Artículo publicado originalmente el 12 de abril de 2023.
Pese a que los intentos de establecer regímenes democráticos provienen desde las primeras ideas surgidas por los atenienses en el siglo V-VI a.C., lo cierto es que la democracia viene constituyéndose como sistema de organización política, económica y social desde hace unos 200 años (fue ayer si se compara con los orígenes de la humanidad), y hoy vale la pena hacer un recuento sobre su funcionamiento y bondades.
En primer lugar, la razón de ser de la democracia se basa en el reconocimiento y respeto de la opinión de todos los integrantes de la sociedad, la cual, a su vez, se afianza en los resguardos de la libertad, la promoción de la participación y, especialmente, en las plenas garantías del ejercicio y defensa de los derechos humanos.
Simultáneamente, es imperativo mencionar que la democracia descansa en un valor moral que —a menudo— se olvida: la tolerancia. Puesto que, una vez quebrada la tolerancia, el terreno estaría fértil para que estallen conflictos, la violencia sea la reina de la sociedad y, finalmente, todo está servido para que una persona concentre todo el poder y no haya límites a sus decisiones (lo que deviene en autocracia, dictadura, totalitarismo o teocracia).
Sinónimo de convivencia
En su forma más sublime, la democracia es sinónimo de convivencia social armónica, donde el respeto de la dignidad de las personas prevalece y, al mismo tiempo, las creencias, posturas o decisiones de un tema son necesarias (y puestas en votación con el mismo valor) para perfeccionar la vida en común.
Ahora bien, aunque sus beneficios son notorios—en contraste con otras formas de organización— aún existe buena parte de la población mundial que no vive bajo sus principios. Y, a pesar de que las sociedades logren ciertos niveles de cultura democrática o abracen sus bases fundamentales, la verdad es que su funcionamiento automático no está asegurado, siempre está en riesgo (ver la Alemania de Weimar que fue superada por el nazismo, la Hungría de Viktor Orbán y nuestra Venezuela).
La gracia de la vida en democracia es que se acepta todo menos la violencia; que la igualdad ante la ley es la norma imprescindible; que las decisiones de la sociedad no dependen de la voluntad de un solo personaje; que se acepta el derecho a desplegar las mayores libertades posibles; que se brindan todas las oportunidades para decidir el destino personal; que las imperfecciones se valoran para transitar a lo perfectible; y que no hay pensamiento único porque las verdades tal vez no sean, por tanto, todo está dispuesto a revisarse, todo está sujeto a críticas.

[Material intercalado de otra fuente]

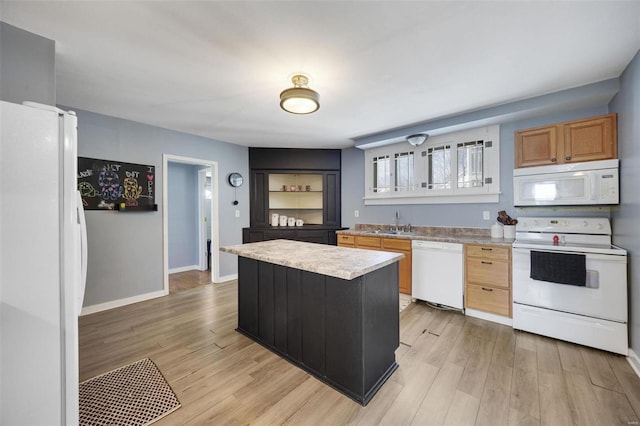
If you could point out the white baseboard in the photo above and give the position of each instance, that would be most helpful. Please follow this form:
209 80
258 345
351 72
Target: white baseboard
86 310
634 361
227 278
184 269
489 317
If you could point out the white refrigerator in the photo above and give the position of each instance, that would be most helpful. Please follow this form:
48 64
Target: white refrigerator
42 265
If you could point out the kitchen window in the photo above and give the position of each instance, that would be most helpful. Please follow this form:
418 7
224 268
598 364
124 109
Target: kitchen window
461 167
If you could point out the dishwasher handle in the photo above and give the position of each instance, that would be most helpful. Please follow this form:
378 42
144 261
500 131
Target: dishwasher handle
436 245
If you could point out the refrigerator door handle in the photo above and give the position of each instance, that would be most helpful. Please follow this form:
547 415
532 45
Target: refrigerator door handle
83 250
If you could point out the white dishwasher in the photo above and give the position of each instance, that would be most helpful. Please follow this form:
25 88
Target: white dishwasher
437 273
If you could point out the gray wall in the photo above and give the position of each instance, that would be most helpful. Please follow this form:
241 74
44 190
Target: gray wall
626 220
465 215
125 249
27 66
182 202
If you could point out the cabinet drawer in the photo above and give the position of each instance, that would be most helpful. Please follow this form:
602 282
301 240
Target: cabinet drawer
364 242
396 243
346 240
488 299
488 252
489 272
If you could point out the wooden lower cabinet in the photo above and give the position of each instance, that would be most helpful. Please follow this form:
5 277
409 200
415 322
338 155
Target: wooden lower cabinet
488 279
395 245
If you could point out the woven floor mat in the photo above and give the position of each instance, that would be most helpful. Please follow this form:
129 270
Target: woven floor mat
136 394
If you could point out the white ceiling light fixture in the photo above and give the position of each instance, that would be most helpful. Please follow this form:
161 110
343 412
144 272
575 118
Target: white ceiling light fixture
417 139
299 99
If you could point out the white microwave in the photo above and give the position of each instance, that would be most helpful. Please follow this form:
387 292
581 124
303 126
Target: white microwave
588 183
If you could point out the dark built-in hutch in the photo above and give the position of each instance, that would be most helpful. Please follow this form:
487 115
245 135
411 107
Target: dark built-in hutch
303 184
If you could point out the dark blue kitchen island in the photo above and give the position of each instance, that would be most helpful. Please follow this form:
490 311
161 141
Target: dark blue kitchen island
329 310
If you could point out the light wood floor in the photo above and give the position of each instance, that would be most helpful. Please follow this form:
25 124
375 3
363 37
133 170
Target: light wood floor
187 280
454 370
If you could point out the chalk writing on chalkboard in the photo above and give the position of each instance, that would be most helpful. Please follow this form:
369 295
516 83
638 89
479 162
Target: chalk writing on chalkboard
115 185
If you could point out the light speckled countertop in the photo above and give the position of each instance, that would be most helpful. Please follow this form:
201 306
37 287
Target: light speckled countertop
339 262
432 233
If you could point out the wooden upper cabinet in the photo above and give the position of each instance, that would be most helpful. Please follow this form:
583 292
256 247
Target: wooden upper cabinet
591 139
536 147
571 142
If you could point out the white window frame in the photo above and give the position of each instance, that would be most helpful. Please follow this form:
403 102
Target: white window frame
489 192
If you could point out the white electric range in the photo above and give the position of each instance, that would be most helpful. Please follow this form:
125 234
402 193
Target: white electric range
570 282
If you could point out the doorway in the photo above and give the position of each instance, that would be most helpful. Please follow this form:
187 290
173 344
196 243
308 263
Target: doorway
211 228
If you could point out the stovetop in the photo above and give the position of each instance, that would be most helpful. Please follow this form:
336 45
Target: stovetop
586 235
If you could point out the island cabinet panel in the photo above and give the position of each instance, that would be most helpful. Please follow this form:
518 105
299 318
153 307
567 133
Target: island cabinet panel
313 320
248 293
344 332
344 350
280 307
293 313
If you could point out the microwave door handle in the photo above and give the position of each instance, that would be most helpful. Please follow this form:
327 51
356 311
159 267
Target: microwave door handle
593 178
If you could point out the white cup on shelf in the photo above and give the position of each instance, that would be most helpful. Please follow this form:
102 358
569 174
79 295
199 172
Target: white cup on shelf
497 231
509 232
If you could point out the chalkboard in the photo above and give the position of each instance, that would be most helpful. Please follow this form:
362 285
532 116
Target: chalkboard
115 185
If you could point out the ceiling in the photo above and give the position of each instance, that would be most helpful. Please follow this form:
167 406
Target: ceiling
216 69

La misión de la democracia es que los cuestionamientos o los disensos no terminen en un río de sangre y, por cierto, proteger ese proceso que nos dice que, cada cierto tiempo, la mayoría tiene la razón.
Finalmente, una bondad de la democracia —que suele pasarse por alto— es que es el único sistema que nos ha brindado los mayores avances civilizatorios, dado que permite que la duda, la equivocación y la rectificación se encuentren sin traumas. Ya lo advertía el filósofo Karl Popper: «el aumento del conocimiento depende por completo de la existencia del desacuerdo». Y el desacuerdo, hasta ahora, solo lo garantiza las sociedades democráticas. He ahí su valor.